Also, my tongue is swelling, waiting to explode my mouth and throat. But we'll save that for another day!
October 25, 2011
Nick the Nick Nick the Nick Nick Nick Nickelodeon
Foddfession: I ate so many turkey meatballs today that, after an hour of awkward digestion, I stumbled around my office groaning and puffing. Oh, I ate them with a cool blue gatorade. I could not think or act. I leaned forward like a dog and stared out the window. The meatballs had turned into meaty shrapnel hunks. I realized that what used to be in my mouth would soon be in my mouth all over again. In retrospect, this sensation has reminded me of a bucket of Nickelodeon slime falling through my body in a reverse direction of splashy pain.

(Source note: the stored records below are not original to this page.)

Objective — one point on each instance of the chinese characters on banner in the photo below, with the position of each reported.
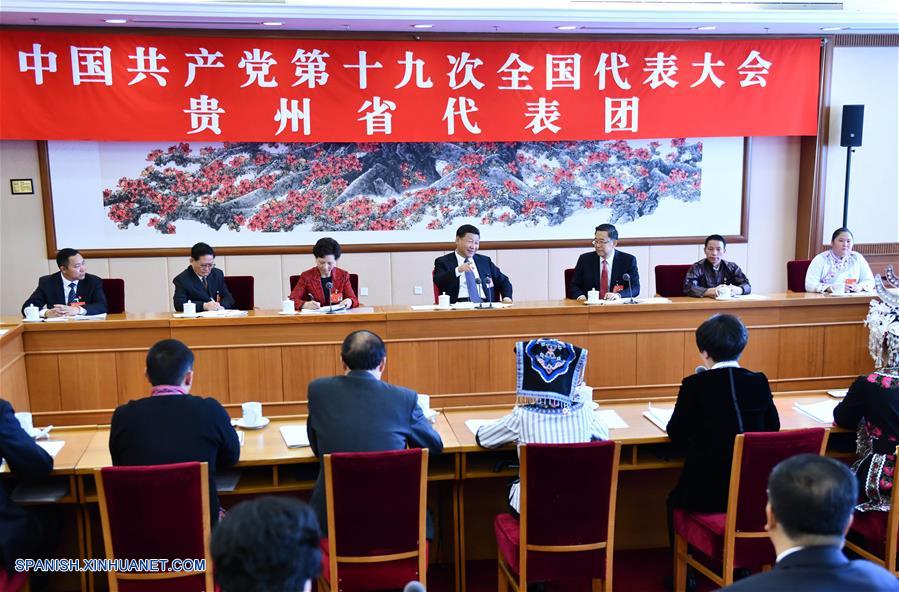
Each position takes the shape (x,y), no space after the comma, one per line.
(128,87)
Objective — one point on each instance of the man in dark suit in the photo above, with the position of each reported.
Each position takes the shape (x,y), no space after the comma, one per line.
(809,510)
(201,282)
(69,292)
(358,412)
(463,274)
(171,426)
(25,533)
(605,268)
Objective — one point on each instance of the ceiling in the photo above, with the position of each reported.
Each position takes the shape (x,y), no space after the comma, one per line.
(600,17)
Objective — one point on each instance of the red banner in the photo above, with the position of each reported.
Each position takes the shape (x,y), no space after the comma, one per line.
(93,86)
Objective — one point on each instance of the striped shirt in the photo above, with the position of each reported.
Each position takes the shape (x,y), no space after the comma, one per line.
(529,426)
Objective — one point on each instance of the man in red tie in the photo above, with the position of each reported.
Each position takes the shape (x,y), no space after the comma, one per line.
(605,269)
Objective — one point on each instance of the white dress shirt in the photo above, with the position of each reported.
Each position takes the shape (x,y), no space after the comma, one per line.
(463,285)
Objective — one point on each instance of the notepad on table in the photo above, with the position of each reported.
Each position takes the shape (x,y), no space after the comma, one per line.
(659,416)
(610,418)
(295,436)
(821,411)
(53,447)
(475,424)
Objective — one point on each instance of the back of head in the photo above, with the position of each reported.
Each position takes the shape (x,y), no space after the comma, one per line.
(200,249)
(266,544)
(723,337)
(812,497)
(63,256)
(363,350)
(609,229)
(168,362)
(467,229)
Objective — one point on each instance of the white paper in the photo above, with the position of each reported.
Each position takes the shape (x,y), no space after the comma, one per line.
(821,411)
(53,447)
(660,416)
(475,424)
(295,436)
(612,420)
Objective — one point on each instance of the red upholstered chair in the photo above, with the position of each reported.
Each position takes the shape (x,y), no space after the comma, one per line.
(376,520)
(241,287)
(114,289)
(670,279)
(18,582)
(354,282)
(569,273)
(738,539)
(796,274)
(567,522)
(876,533)
(159,512)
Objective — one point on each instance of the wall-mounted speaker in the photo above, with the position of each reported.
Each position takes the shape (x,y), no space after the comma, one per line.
(851,129)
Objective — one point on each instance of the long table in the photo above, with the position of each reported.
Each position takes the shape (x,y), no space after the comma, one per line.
(77,372)
(466,483)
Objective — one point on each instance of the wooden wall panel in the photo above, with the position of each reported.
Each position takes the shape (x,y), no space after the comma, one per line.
(131,370)
(88,381)
(801,352)
(845,350)
(43,383)
(660,358)
(303,364)
(211,375)
(255,374)
(413,364)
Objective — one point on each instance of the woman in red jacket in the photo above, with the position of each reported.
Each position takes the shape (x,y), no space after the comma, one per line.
(325,283)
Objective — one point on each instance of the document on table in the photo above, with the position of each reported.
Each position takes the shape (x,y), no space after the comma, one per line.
(659,416)
(53,447)
(475,424)
(612,420)
(295,436)
(821,411)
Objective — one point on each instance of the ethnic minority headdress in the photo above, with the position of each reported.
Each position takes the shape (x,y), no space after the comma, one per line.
(883,324)
(549,373)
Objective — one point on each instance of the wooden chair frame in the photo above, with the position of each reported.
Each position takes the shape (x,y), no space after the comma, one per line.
(114,577)
(421,553)
(889,560)
(520,584)
(682,557)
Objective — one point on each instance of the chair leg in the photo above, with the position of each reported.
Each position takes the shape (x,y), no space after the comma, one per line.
(502,585)
(680,563)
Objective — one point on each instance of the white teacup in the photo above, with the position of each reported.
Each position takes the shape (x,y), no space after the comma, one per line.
(26,421)
(252,413)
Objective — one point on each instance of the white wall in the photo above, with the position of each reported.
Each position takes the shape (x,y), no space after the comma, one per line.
(391,277)
(866,76)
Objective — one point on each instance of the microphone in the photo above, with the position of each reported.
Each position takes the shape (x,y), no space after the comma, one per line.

The meatballs now neon blue-green, ready to spew out of me and then drop back down on my head with the mystical properties of some slime-gak hybrid child. So I stood up really quick and gave one final gasket puff like a steamtrain determined to slug into the station. I unwittingly spun around and sunk back down to the chair. What a relief! The hot turkey stinking vapor continued to emit from my fair stinkhole. I breathed through my nose and let the feeling pass me. At that point I was able to work again. Thank goodness I didn't Nickelodeon all over the Amazon!